Thursday, May 5, 2011

Know your place

Most people in this department has cubicles. All tech writers, and a lot of economists and RDMs, and at least some people whose positions I don't know. A few RDMs have offices of their own with doors and everything, as does the supervisor of tech writers and probably most subject matter experts.

We have name signs (you know, those things with someone's name on them, I'll edit this post if I can find a more specific name for them) on our cubicle walls, and they are as crappy as you can get and still be recognizable as such. They are the McDonald's Happy Meal toys of office accessories. Looking around the office right now I see four different fonts, six are made out of paper instead of anything more sturdy, and at least two names are held up by tape, so standardization and a sense of professionalism for tech writers are obviously not high priorities.
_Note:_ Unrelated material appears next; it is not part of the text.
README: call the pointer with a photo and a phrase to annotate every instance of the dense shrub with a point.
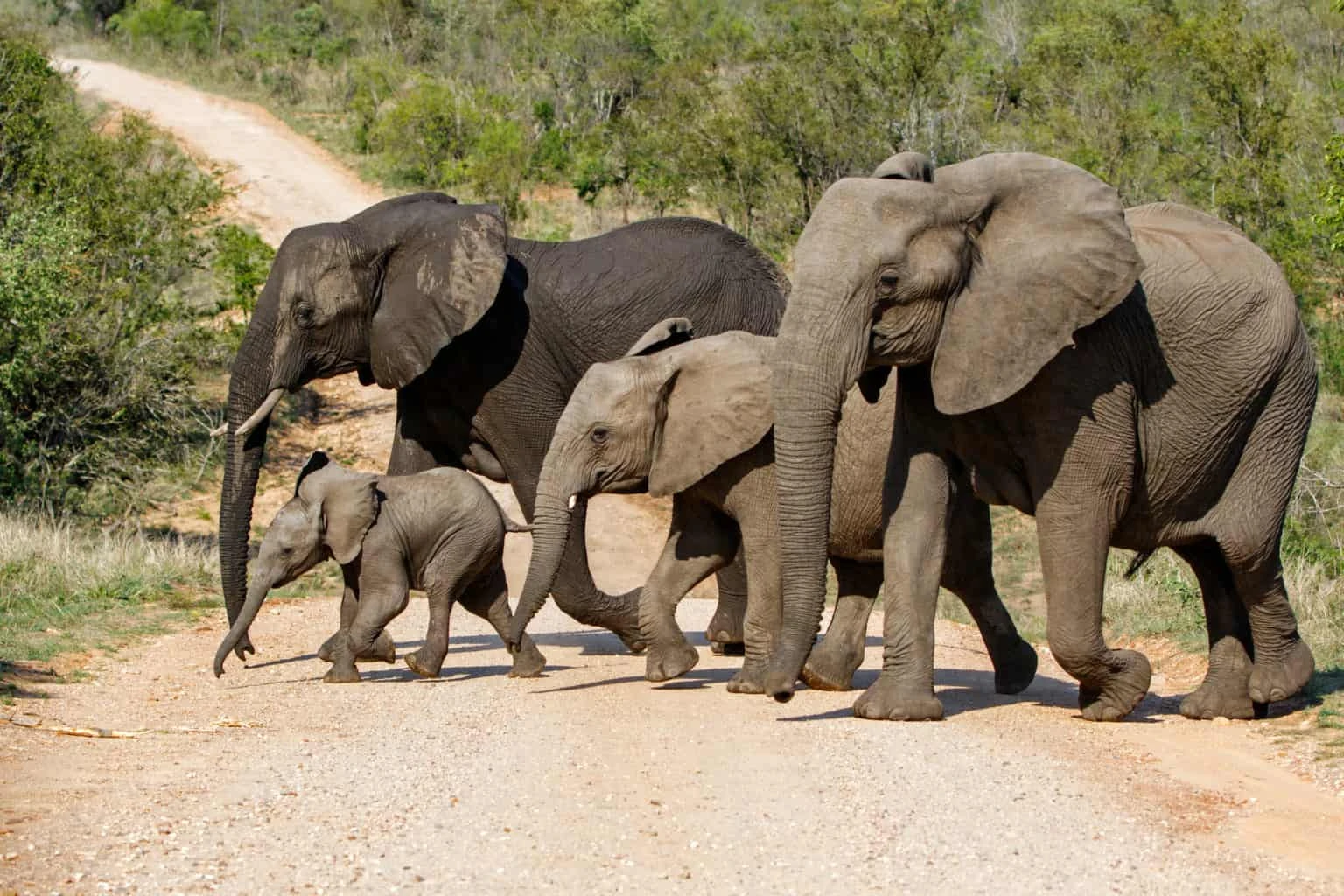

But this is on my mind because of yet another problem with them that just happened a few minutes ago when someone came into the office to talk to another writer. There are patches of adhesive on the back of the metal frames. If you were putting them up on a wall that would work fine. It would be a little less permanent than a real careerist would want, but it would be visually indistinguishable from something screwed directly into the wall, so who cares, right? The problem is, we don't have walls, we have cubicles. That adhesive does not stick to the loose-weave fabric of a cubicle well at all. So at least four of us use a row of thumbtacks under the frame to hold them up. Obviously, they fall down all the time, like happened five minutes ago to someone else.

It's a good thing that I realize this job is a position of no authority and don't particularly care about that, because if the shoddy facilities couldn't be a more calculated insult if it was intentional. And yes, of course I realize that any desk job is a great job by world-historical standards and my problems are trivial, but still, it's really obvious that we're just supposed to be temporary, which is kind of depressing. Even in industries which happen to have high turnover, wouldn't it be good for morale or something crazy like that to have the illusion of permanence and buy-in?